Mini Salmon & Asparagus Pies

I saw this recipe in an Asda magazine and thought they looked so cute, I just had to make them…and I wasn’t disappointed!

The recipe is relatively easy but there is a fair bit of work involved! (Thankfully no pastry making though, you can buy some shop bought pastry that is ready to roll!)

To make these gorgeous little pies you will need:
Salmon Fillets – I used two
Creme Fraiche – 4 tbsps
1 Lemon
2 Eggs
Asparagus – a handful depending on your tastes
Puff Pastry – 500g pack (although i used about 350g)
Fish sauce/Worcester sauce

A circular cutter of some sort – 2 sizes
Muffin case tray
Greaseproof paper

Firstly pre-heat the oven to 190 degrees.

Then get your foil out and place the salmon fillets in the middle. In a little pot, mix 3tbsp water with 1.5 tbsps of lemon juice and 2tbsps of fish sauce..I didn’t have fish sauce so used some worcester sauce instead but it still tasted fine! When these ingredients have been mixed just pour it over the fish and season with salt and pepper.


The next step is to fold up the foil to make a little parcel, leaving some room for the air to circulate so not wrapped too tightly!

The salmon needs to be baked in the over for around 15-20 minutes and then removed and cooled in the parcel.

Whilst the salmon is cooking you can crack on with the asparagus. If you have bought fresh asparagus, just bend the storks until they naturally snap and discard the ends, which are tough and chewy and not worth eating!


Like the salmon, you need to put the asparagus in a foil parcel, although these just need a sprinkling of water over them. These can go in with the salmon but for ten minutes. Once cooked, remove from the oven and cut into 1cm pieces.


Now it’s back to the salmon! Drain the liquid into a jug, you only need to use half of it. This is to be mixed with the creme fraiche and some lemon zest (about half of the lemon), if you have some dill you can add this too, but I didn’t šŸ˜¦


The mixture needs one egg to be added and then whisked up with a fork.


This is when the pastry comes in – it’s time to roll!

Roll the pastry out (on a floured surface as per usual) and cut some small rounds – the original recipe suggests 8x8cm..i used the edge of one of my ramekins, which I made sure was a bit bigger than the muffin cases that I was going to pop the pies in.


Then you also need to cut out 8 bigger rounds for the lids, the recipe suggests 8x11cm but again I just used another round pot!

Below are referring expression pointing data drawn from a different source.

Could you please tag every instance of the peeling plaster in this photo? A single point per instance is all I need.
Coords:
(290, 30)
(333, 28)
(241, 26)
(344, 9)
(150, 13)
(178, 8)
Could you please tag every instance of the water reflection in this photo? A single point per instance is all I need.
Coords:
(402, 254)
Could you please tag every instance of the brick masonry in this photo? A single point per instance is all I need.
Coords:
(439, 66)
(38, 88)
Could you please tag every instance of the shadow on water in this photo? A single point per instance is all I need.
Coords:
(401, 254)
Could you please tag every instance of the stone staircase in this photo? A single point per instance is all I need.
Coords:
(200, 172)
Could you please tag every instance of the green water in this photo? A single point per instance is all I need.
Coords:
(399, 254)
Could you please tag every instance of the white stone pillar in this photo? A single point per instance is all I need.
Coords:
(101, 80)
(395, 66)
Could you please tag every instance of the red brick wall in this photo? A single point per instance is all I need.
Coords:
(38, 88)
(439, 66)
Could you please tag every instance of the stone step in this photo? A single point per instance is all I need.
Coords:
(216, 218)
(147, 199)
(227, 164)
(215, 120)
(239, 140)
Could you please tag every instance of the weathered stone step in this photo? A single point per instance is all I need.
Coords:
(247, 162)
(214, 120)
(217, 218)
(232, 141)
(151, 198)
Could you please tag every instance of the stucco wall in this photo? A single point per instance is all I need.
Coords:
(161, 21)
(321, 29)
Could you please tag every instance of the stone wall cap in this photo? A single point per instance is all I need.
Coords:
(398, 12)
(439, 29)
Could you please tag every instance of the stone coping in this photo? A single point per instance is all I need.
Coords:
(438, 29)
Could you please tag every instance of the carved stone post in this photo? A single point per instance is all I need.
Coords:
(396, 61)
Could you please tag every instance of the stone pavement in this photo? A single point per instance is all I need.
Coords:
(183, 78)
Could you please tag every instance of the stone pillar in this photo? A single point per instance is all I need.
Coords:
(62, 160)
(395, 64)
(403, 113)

The larger rounds are used to line the pots. I opted to use some greaseproof paper first to line mine as I always have difficulty trying to get things out without breaking and greaseproof paper is my saviour, so easy to lift things out and keep things looking perfect!

Once the greaseproof paper and larger pastry rounds are lined in the muffin pot it’s time to add the ingredients! Fill the pies with the asparagus pieces and flake some salmon over it.


The last thing to do is fill the pies with the liquid mixture. You can be generous with this keep pouring till the sauce is at the top!

Then simply pop the smaller pastry rounds on top and press the edges together. Then you can use the other egg to eggwash the tops of the pies.


Make a tiny hole in the top of the pies and place in the oven for 25-30 minutes.

Take out and serve with some vegetables of your choice!